Hurricane Dorian finally began departing from the Mid-Atlantic states Friday evening after battering the region for days and headed for an expected assault on New England.
The storm has already left a trail of death and destruction in its wake; 30 people so far have been killed.
Eastern North Carolina, southeast Virginia and the southern Delmarva Peninsula have taken one in the gut from Dorian’s heavy rain, strong winds and storm surge through much of Friday.
Along the skinny, vulnerable strip of North Carolina’s Outer Banks, wind gusts up to 95 mph battered the coastline early Friday and strong winds continued.
Thousands of people were without power in North and South Carolina, most of them on the Outer Banks and slightly inland.

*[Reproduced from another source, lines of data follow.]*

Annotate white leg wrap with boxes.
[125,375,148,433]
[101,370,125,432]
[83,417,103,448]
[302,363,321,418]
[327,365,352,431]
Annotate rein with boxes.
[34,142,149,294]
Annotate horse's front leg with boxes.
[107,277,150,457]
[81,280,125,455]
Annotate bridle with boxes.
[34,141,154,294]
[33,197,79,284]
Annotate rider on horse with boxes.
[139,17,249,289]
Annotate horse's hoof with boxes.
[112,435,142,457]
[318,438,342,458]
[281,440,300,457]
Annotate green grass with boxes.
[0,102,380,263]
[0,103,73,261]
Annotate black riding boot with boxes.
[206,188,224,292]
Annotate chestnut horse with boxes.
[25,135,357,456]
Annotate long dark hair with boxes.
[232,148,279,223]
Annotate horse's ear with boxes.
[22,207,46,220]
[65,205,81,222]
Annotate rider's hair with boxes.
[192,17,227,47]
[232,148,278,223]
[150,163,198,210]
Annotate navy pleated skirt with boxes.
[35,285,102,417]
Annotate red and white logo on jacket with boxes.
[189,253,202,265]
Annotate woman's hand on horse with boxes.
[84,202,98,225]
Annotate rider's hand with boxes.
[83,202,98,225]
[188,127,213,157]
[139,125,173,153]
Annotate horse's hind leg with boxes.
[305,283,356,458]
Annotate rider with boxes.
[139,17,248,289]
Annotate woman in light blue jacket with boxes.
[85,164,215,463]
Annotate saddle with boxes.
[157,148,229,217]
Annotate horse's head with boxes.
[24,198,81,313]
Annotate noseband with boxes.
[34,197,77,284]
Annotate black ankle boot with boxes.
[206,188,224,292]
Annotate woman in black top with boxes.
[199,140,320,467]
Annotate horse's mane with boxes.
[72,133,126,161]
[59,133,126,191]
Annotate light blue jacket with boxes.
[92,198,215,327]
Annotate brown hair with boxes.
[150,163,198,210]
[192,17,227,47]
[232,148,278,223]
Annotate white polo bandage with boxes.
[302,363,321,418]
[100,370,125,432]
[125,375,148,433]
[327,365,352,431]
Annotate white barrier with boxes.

Dorian has a high risk of spawning more tornadoes like the one that touched down Thursday in Emerald Isle, N.C., causing significant damage.
Even though the storm is moving away from the Mid-Atlanta, residents in North Carolina especially need to stay on high alert in the coming hours.
“Life-threatening storm surge and dangerous winds will continue along portions of the North Carolina coast for the next several hours,” said the National Hurricane Center’s 5 p.m. Friday update.
Hurricane Dorian made landfall over Cape Hatteras Friday morning. Southern Maryland braced for windy conditions that could topple trees, and the Eastern Shore could see even higher flooding.
Hurricane Dorian’s effects slowed down on Ocracoke Island, North Carolina, and residents are sharing their experiences. In certain areas, the storm brought so much water that SUVs and fridges were seen afloat.
The hurricane made landfall in North Carolina with maximum sustained winds of 90 mph and threatening to bring up to seven feet of water to the land, according to the National Weather Service. The maximum sustained winds have dropped slightly, but residents are still in danger.
One Facebook user, Jason Wells, said many people have severely damaged houses and have been forced into their attics. People are using boats get to safety. Dorian is cause to “the worst flooding I have ever witnessed by several feet,” Wells said.
Another Facebook user, Harris Kelton Williams Jr., posted a video of his Suburban floating away, taken by the powerful waters. “I will admit I was a little scared when I saw my suburban float away,” he posted.
By Friday night and Saturday morning the accelerating storm will blow by extreme eastern Massachusetts, including Nantucket, Martha’s Vineyard and parts of Cape Cod, whacking the area for several hours of wind-swept rain and high seas.
Earlier, Dorian toppled dozens of trees, flooded streets and brought down power lines in the historic port city of Charleston, South Carolina, which sits just a few feet above sea level and is prone to flooding under normal circumstances.
It has been the unwelcome guest that wouldn’t leave.
Friday marked the storm’s ninth day as a named hurricane.
It hung over the Bahamas for more than 40 hours, causing massive destruction and more than 30 known deaths, with many more feared.
It then skirted Florida, Georgia and South Carolina before its current path, producing 10 inches of rain in coastal areas, widespread flooding and the tornadoes.